DescriptionAbraham Lincoln, Ulysses S. Grant, and Edwin Stanton Endorsed Field Pass Signed. Measuring 5.25" x 3" and issued to Frederick Tompkins, secretary of the National Freedmen's Aid Society of London, from the War Department on February 27, 1865, this pass allows Tompkins to travel to "Norfolk, Va., Charleston, S.C., and Savannah, Ga. and return with transportation at half rates on a Govt. transport." On the verso, Secretary of War Edwin Stanton has written: "Transportation free [signed] E M Stanton Sec of War." Directly below Stanton, President Abraham Lincoln has placed his endorsement, in full: "I heartily commend Dr. Tomkin's object, and bid him God-speed in it. [signed] A. Lincoln Feb. 27. 1865." To allow ease of travel, General Ulysses S. Grant, commander of all Union forces, writes directly below Lincoln: "Pass Mr. F. Tompkins through all parts of the Armies of the U. States. [signed] U.S. Grant Lt. Gen. City Point, Va. March 2d 1865." Two punch cancellations do not affect the text or the signatures on the verso. Staining along the edges touches the date in Grant's inscription, but it remains wholly legible. Overall a fine piece.
On January 1, 1863, Lincoln's Emancipation Proclamation went into effect. While its immediate impact was slight (the proclamation only freed those slaves in Confederate territory and not those in the Union border states of Kentucky, Delaware, Maryland, and Missouri), the freedom of enslaved peoples in the South slowly became a reality as the Union Army gained a foothold. As a result, questions arose as to how to properly care for these newly freed people. Congress approved a plan to establish the Freedmen's Bureau in 1865, but the small agency would not be able to support the financial burden of so many people. The U.S. government would need to rely on aid from private citizens and charities, both domestic and foreign.

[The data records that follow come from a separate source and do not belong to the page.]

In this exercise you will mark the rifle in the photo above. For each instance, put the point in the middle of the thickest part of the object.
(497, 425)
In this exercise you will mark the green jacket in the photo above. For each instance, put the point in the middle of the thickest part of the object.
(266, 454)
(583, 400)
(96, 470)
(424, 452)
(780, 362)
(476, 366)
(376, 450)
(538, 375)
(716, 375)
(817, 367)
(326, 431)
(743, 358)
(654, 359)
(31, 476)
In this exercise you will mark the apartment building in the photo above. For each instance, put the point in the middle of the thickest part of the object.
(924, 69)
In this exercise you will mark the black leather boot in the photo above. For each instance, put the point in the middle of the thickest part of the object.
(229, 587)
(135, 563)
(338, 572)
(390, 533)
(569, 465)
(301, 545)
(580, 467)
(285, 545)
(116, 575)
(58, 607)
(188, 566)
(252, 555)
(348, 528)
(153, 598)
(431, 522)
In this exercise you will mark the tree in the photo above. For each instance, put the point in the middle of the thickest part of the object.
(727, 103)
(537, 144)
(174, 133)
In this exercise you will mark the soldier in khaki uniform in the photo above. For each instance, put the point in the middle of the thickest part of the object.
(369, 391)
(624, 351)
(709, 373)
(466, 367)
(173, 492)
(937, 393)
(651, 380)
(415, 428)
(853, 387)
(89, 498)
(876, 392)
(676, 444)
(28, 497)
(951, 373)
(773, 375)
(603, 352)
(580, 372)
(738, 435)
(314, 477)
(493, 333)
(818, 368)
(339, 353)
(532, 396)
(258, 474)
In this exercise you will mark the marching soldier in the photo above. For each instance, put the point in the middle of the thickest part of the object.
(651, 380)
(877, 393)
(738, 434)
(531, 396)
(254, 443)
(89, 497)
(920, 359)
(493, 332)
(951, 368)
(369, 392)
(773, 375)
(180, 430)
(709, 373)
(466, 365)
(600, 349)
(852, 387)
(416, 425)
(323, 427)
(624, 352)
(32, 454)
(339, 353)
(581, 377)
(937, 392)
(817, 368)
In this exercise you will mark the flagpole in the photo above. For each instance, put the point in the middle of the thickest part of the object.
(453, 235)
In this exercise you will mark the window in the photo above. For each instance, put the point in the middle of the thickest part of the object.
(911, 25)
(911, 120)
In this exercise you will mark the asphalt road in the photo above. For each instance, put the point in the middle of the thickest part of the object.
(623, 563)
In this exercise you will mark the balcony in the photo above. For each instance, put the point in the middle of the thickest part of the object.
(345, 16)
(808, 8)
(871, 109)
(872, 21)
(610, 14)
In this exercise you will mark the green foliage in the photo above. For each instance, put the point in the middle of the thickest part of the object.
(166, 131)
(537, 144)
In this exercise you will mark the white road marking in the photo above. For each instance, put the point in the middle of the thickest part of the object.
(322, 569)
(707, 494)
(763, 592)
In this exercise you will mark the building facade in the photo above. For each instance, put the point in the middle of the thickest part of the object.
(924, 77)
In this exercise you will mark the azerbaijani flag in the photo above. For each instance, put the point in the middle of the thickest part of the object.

The aforementioned National Freedmen's Aid Society of London was one such foreign charity. In an effort to provide aid, they sent Frederick Tompkins and C.C. Leigh to Norfolk, Charleston, and Savannah, Confederate cities now under Union control, on a fact finding mission in early 1865 to assess the situation and best determine how they could help. Because of the ongoing war, travel to the South was difficult, but Tompkins had friends in high places. Tompkins' contact in New York, noted abolitionist Henry Ward Beecher, brother to Uncle Tom's Cabin author Harriet Beecher Stowe, sent a letter of recommendation to the president saying, "The bearer Mr. Fred. Tompkins is a fast friend of the north, tho an Englishman. He has been restlessly active in England for us. He comes not to collect facts about the freedmen that he may aid us still more on his return. He is worthy of entire confidence." (Collected Works of Abraham Lincoln, page 321) A similar pass was granted to Tompkins' travel companion, C.C. Leigh, with similar endorsements.
Reference: Roy P. Basler, editor. The Collected Works of Abraham Lincoln. Volume VIII. New Brunswick: Rutgers University Press, 1953.